Moreover, they focus IgA on the mucosal surface, a potential breeding ground for bacteria. Bacteriolytic lysozyme hydrolyzes the peptidoglycan cell walls of bacteria. When compared to other physiological fluids, tears have the highest concentration of it. Lactoferrin is an iron chelator that sequesters iron from bacteria that need it for development and metabolism. Immunoglobulins are essential for the body's defense against infections by bacteria, viruses, and parasites. IgA levels are elevated in infectious or inflammatory conditions, such as acute bacterial conjunctivitis, blepharoconjunctivitis (inflammation of eyelid and conjunctiva), keratomalacia (drying and clouding of the cornea), and ocular graft response. Another antibacterial compound present in tears is alpha-lysin, which ruptures cells.
What Is the Mechanism of Tear Film?
Both parasympathetic and sympathetic innervation are received by the lacrimal and meibomian glands, which generate the lipid and aqueous layers of the tear film, respectively. They work together to create a neural circuit that controls the release of tears. Increased aqueous and mucin production and tear formation are the results of parasympathetic activation in reaction to pain, irritation, and cold. Conjunctival epithelial cells secrete more when they get sympathetic inputs.
The regulation of tear generation is mostly dependent on sensory innervation. Through mechanical, polymodal, and cold receptors, trigeminal nerve (V1) afferent neurons found in the cornea and eyelid receive sensory inputs in reaction to temperature changes and painful stimuli. They trigger somatic and autonomic reactions in response, causing an increase in blinking and tear production.
What Is the Clinical Significance of Tear Film?
After allogeneic hematopoietic stem cell transplantation, aberrant tear film formation is seen in ocular graft-versus-host disease, characterized by extreme dry eye and ocular surface disease. A persistent metabolic disorder or illness conditions in both ocular surface and systemic disease might be indicated by abnormalities in tear film biomarkers. Tear film is a useful tool for tracking the evolution of an illness or for further elucidating disease processes since it is easily accessible for noninvasive collection and analysis, and it reflects the ocular environment.
When corneal neovascularization (CNV) occurs, there is also an increase in proinflammatory mediators in the tear film.
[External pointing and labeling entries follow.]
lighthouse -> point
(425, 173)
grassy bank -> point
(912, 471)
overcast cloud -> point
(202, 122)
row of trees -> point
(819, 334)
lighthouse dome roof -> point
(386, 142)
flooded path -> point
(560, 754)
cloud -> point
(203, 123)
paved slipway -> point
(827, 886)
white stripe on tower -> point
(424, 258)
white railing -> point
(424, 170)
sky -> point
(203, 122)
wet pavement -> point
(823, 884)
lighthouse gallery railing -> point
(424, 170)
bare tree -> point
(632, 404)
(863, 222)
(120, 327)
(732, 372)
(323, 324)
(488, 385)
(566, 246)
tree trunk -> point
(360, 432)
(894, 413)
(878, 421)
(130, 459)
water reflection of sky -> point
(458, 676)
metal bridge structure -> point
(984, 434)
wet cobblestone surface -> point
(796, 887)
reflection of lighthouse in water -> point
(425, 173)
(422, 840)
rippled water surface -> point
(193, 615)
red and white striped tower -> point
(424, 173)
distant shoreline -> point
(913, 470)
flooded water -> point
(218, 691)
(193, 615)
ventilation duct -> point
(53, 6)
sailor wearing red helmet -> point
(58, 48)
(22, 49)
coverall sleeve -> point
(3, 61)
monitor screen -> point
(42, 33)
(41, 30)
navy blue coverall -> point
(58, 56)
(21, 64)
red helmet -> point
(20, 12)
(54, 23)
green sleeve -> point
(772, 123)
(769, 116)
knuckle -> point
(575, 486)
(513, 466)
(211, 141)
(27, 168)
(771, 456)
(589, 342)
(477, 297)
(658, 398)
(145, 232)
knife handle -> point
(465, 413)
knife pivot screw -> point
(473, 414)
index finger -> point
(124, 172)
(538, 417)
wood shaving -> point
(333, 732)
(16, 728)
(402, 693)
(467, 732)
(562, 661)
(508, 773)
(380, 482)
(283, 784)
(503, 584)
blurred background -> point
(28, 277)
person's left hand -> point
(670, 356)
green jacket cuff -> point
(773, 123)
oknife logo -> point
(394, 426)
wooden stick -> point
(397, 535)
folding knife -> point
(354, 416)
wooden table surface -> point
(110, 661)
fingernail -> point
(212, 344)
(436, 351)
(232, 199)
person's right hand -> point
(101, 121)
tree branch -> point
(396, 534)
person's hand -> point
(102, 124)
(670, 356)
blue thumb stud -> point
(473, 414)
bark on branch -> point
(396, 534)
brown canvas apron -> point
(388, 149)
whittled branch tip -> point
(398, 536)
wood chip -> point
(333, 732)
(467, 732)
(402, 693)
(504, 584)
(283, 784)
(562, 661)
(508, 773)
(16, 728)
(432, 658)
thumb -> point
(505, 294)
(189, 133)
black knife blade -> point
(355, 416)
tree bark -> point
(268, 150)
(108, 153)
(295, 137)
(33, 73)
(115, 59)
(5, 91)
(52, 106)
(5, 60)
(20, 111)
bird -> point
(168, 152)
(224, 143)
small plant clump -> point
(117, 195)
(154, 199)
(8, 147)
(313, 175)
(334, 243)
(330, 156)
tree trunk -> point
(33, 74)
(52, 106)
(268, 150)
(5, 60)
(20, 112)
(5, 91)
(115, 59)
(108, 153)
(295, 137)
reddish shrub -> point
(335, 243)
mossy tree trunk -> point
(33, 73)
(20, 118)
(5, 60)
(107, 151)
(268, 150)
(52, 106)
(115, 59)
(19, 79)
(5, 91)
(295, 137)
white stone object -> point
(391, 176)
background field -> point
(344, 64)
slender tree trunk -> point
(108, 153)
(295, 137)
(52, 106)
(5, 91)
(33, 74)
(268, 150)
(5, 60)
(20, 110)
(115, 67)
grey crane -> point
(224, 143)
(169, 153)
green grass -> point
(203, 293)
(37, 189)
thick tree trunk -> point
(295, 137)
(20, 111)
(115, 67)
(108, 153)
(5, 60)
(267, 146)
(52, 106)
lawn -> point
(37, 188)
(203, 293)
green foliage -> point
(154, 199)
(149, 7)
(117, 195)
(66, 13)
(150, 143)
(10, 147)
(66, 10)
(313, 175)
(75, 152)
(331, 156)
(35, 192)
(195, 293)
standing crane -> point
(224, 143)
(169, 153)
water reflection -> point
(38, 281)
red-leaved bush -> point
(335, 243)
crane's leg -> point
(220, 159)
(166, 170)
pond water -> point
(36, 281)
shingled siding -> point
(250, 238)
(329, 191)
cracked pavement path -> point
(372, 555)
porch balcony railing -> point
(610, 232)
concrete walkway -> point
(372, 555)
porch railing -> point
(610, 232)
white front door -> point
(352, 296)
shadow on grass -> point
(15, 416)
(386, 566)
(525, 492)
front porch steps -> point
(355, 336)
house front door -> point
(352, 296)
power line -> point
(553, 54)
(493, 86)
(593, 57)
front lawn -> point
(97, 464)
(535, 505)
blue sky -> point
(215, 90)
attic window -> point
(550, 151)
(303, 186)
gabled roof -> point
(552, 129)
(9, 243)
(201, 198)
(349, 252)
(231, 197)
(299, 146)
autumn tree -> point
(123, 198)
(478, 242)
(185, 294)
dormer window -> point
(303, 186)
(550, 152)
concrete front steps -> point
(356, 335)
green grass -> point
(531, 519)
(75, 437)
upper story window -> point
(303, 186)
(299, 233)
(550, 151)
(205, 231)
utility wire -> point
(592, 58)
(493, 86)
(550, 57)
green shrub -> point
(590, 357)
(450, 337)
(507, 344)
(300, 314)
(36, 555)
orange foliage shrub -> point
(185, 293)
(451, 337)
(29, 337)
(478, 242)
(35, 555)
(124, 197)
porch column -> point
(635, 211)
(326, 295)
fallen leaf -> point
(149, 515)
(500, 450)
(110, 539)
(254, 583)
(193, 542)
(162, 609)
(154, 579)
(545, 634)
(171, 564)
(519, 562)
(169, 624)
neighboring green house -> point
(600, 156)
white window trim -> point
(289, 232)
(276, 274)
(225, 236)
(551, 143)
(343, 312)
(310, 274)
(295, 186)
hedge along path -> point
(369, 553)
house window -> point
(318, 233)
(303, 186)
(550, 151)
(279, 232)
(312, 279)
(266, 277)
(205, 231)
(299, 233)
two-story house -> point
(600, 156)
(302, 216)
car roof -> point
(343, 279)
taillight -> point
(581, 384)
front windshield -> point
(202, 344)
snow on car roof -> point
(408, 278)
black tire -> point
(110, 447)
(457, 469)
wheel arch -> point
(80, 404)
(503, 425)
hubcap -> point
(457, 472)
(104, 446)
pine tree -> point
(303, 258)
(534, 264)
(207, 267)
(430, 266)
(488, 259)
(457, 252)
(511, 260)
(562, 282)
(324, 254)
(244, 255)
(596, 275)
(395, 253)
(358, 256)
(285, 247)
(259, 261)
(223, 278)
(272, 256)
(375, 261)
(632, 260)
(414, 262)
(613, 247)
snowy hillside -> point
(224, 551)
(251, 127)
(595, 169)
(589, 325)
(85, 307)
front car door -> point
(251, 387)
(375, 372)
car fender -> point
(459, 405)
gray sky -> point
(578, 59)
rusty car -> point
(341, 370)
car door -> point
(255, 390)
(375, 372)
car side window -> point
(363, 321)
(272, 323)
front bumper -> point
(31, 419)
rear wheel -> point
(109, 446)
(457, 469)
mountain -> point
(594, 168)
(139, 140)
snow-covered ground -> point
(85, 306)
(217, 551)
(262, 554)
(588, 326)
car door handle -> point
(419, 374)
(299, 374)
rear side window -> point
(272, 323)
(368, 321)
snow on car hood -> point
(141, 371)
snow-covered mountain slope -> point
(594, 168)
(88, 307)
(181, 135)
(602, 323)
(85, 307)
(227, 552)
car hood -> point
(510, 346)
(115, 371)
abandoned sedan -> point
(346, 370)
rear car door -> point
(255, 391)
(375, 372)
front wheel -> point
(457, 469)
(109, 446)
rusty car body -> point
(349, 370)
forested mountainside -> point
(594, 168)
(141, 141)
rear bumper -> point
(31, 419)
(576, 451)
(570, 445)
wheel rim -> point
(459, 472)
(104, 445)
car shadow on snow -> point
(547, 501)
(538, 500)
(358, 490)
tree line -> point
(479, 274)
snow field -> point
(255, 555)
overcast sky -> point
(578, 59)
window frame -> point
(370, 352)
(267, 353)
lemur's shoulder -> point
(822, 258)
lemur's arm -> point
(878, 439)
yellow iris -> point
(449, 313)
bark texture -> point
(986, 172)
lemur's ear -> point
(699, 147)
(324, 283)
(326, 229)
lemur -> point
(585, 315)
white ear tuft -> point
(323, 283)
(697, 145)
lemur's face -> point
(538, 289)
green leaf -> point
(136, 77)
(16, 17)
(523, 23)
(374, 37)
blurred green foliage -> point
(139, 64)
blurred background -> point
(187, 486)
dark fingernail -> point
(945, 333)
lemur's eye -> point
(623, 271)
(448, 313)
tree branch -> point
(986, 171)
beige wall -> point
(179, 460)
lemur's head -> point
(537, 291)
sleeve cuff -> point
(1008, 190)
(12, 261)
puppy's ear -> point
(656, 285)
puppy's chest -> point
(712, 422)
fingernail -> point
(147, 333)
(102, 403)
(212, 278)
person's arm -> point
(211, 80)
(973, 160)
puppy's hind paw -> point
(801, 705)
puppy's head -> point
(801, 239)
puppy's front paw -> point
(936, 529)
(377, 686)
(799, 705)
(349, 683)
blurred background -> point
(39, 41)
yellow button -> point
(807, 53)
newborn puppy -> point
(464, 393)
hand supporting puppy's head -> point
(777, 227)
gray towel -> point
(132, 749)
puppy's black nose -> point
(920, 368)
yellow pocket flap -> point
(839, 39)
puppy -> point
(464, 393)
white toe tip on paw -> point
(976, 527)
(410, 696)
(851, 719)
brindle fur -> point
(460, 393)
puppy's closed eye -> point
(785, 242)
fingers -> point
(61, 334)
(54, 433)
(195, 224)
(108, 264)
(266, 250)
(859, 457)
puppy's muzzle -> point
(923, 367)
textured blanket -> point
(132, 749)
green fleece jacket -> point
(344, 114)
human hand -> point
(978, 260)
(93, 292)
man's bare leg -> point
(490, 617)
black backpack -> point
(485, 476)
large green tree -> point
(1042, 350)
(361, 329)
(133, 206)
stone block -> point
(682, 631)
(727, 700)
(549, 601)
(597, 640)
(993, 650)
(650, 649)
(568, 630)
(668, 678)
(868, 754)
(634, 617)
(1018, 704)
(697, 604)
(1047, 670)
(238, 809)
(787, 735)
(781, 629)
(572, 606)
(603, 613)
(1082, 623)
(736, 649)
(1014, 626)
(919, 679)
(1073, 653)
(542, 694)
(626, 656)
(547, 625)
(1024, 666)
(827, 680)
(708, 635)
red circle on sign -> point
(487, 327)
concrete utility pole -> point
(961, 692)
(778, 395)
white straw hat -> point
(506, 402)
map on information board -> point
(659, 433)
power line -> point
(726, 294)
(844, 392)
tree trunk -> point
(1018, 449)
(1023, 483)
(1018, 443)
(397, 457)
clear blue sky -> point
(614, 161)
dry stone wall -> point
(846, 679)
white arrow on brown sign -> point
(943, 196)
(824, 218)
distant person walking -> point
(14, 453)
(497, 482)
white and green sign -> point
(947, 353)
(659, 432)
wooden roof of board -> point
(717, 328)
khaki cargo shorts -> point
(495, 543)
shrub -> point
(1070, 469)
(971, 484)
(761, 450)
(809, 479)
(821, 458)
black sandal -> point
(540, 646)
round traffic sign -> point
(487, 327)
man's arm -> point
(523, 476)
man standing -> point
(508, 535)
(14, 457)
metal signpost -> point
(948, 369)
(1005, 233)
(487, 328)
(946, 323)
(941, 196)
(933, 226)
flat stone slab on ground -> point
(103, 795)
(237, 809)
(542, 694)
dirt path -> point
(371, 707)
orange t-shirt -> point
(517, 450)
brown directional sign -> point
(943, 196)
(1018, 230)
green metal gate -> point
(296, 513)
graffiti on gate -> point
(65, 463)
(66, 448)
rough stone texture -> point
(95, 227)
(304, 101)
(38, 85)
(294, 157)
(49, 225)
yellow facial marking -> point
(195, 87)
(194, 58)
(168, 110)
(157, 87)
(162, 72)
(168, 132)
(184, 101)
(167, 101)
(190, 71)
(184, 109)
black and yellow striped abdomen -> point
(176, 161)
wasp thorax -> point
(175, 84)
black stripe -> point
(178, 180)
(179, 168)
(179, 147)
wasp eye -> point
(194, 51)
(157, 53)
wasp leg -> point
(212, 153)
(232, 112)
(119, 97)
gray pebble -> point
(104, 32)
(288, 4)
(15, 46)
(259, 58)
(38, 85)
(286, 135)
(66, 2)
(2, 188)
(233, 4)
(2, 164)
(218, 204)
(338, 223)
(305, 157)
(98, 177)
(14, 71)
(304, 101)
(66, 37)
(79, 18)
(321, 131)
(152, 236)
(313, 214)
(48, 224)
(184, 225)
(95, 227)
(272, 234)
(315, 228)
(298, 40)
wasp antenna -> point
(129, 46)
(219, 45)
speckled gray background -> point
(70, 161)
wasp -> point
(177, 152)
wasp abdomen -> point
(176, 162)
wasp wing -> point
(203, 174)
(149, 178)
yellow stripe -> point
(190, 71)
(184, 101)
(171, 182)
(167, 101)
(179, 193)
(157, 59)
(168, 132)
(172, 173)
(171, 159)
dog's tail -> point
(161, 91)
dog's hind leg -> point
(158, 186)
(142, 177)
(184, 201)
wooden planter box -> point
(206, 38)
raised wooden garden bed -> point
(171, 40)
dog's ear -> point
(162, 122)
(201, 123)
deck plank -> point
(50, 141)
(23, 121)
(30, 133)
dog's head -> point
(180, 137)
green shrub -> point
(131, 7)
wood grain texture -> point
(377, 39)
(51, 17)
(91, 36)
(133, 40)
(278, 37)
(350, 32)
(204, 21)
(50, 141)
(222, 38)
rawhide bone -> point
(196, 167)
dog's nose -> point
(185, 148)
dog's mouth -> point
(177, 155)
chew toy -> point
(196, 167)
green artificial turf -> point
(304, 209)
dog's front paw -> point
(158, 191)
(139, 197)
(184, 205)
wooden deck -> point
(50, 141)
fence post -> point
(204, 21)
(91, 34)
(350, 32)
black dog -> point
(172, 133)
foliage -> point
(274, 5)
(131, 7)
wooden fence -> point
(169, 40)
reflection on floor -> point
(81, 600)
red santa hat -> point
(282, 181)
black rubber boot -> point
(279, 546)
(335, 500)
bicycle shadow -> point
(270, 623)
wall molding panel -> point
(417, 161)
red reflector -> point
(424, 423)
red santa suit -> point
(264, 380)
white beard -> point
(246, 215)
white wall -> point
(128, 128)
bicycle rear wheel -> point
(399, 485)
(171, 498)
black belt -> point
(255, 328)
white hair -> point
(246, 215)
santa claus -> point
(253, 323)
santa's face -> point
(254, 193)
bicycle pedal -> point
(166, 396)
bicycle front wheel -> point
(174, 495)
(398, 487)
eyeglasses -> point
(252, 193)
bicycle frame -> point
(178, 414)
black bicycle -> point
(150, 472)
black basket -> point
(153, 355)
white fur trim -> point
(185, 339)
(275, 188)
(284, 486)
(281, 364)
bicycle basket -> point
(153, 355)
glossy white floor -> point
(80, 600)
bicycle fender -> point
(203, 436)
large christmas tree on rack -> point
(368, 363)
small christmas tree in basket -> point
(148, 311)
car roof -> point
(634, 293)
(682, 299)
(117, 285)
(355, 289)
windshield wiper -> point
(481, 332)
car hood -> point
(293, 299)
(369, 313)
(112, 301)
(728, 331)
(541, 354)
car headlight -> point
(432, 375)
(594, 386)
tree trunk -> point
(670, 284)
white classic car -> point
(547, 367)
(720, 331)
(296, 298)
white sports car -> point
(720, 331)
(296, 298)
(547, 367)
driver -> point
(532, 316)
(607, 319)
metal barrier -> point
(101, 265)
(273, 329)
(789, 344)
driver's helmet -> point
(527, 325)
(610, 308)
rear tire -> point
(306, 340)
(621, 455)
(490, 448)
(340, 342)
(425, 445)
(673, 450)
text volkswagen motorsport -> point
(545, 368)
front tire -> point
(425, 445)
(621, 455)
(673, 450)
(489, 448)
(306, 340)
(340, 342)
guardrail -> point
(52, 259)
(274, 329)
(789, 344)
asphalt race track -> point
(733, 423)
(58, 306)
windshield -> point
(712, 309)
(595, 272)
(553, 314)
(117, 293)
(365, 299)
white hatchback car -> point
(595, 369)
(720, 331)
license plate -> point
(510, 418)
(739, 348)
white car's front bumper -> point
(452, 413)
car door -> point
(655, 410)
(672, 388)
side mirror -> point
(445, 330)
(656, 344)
New vascular structures growing on the cornea are known as CNV, which can lead to corneal opacification and visual loss. Other ocular surfaces and systemic disorders have been similarly defined, even if just a few disease states and their corresponding tear films have been presented here. To clarify the pathophysiology, etiology, and potential therapeutic target of a given disease, additional analysis of the tear film in different disorders may provide unique biomarkers.
Conclusion
The intricate structure and composition of the tear film preserve eye comfort and sharp vision while shielding the cornea and accelerating wound healing following injury. Vision impairment, corneal epithelial and nerve injury, and eye discomfort are all brought on by altered tear content and stability. Point-of-care tear biomarker testing is made possible by technological advancements such as the simplicity of collecting tear fluid, the discovery of pertinent biomarkers in health and disease, and the development of more sensitive immunoassays that smartphones can read.